Medeology Collective
'Phantasmagoria'

1/09 - Video Installation for the Jepson Center of the Arts at 'Muse: Art and Technology Week', Savannah, USA

Medeology Collective
During the mid-to late 19th Century there was a growing interest in light and image projection. From the Magic Lantern, the Fantascope (Hauch) to the Zoetrope (Horner); these optical devices were predecessors of cinema. Many of the exponents were interested in magic and the arcane. One of the most famous of these was the Frenchman Gaspard Robertson, who developed a live stage show involving smoke, mirrors, elaborate visual effects, hand-animated slides and moving projectors. After failing to summon the devil, Robertson decided to create his own horror show, which was later to be called Phantasmagoria, derived from the Camera Obscura and magic lantern. ‘Pepper’s Ghost’ is one aspect of this where a projection of the devil was rolled on wheels towards the audience, causing the public to panic and flee. On several occasions the audience ran on stage and smashed up the show, thus was their belief in the reality of what they were seeing.

Since the early-19th century the Gothic cultural aesthetic of the Romantics influenced literature (Byron) and painting (Fuseli).
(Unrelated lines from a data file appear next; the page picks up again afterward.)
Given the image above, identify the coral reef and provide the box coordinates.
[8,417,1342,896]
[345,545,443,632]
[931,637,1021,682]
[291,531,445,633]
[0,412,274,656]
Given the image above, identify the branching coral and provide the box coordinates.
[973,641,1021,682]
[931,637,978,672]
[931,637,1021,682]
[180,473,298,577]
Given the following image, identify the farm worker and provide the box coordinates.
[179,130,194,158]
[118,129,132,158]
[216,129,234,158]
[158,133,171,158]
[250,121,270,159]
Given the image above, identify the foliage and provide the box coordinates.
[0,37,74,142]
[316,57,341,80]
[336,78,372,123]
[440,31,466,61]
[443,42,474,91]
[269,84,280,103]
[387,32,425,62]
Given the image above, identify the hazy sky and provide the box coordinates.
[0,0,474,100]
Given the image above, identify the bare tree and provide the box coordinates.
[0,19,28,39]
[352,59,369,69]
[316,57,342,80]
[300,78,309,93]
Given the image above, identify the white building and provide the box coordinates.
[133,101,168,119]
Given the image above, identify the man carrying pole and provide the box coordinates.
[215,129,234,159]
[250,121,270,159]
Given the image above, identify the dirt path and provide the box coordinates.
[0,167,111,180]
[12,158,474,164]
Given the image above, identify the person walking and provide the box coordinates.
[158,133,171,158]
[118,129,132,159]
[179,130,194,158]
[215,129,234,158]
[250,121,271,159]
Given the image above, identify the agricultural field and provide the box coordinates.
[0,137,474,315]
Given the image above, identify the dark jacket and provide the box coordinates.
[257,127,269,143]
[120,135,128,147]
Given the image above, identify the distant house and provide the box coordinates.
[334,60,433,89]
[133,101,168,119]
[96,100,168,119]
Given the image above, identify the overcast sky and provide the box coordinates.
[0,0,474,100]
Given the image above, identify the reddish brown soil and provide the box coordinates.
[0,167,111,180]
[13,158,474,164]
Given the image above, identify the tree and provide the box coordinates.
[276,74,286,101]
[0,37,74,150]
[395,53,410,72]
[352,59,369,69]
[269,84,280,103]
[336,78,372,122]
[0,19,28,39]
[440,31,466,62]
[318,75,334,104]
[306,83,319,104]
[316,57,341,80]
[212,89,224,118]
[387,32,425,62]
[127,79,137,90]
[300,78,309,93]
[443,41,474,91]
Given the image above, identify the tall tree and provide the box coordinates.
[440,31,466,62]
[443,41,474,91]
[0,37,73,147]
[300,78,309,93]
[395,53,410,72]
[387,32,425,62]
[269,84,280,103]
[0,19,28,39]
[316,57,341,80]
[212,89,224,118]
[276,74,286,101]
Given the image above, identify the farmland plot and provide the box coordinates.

It seems that this trajectory has increased and deepened in the early 21st century. Some of the questions raised by Phantasmagoria involve: why is today’s culture so obsessed with horror? Is this a result of the ‘War on Terror’, a larger doomsday scenario, millenarianism, changes in climatic conditions, or simply a reflection of global economic crisis? Whatever the cause/s, the horror genre has become an expression of a wider social zeitgeist, which we have come to enjoy and flirt regardless of underlying anxiety.

The installation featuresd a distance sensor that detects people in the space using sonar pulses, sort of like a bat. The sensor triggered a midi-message was applied to effects parameters in Module 8. 

Digital Video Projectors, I-Cube X Sensor Technology, Module 8, After Effects.

Scrim, A.C. Parts, Mirror Ball, Panasonic HVX-200 Video Camera.
"All those large dreams by which men long live well
Are magic-lanterned on the smoke of hell;
This then is real, I have implied
A painted, small, transparent slide.""

William Empson

Phantasmagoria is a visual and media collage involving imagery of the dead of Savannah, the living viewer in the gallery space and cinematic horror. It is also media archeology and a modern homage to the early days of media experimentation, as well as an exploration of the current climate of fear, social emptiness and dislocation in contemporary culture.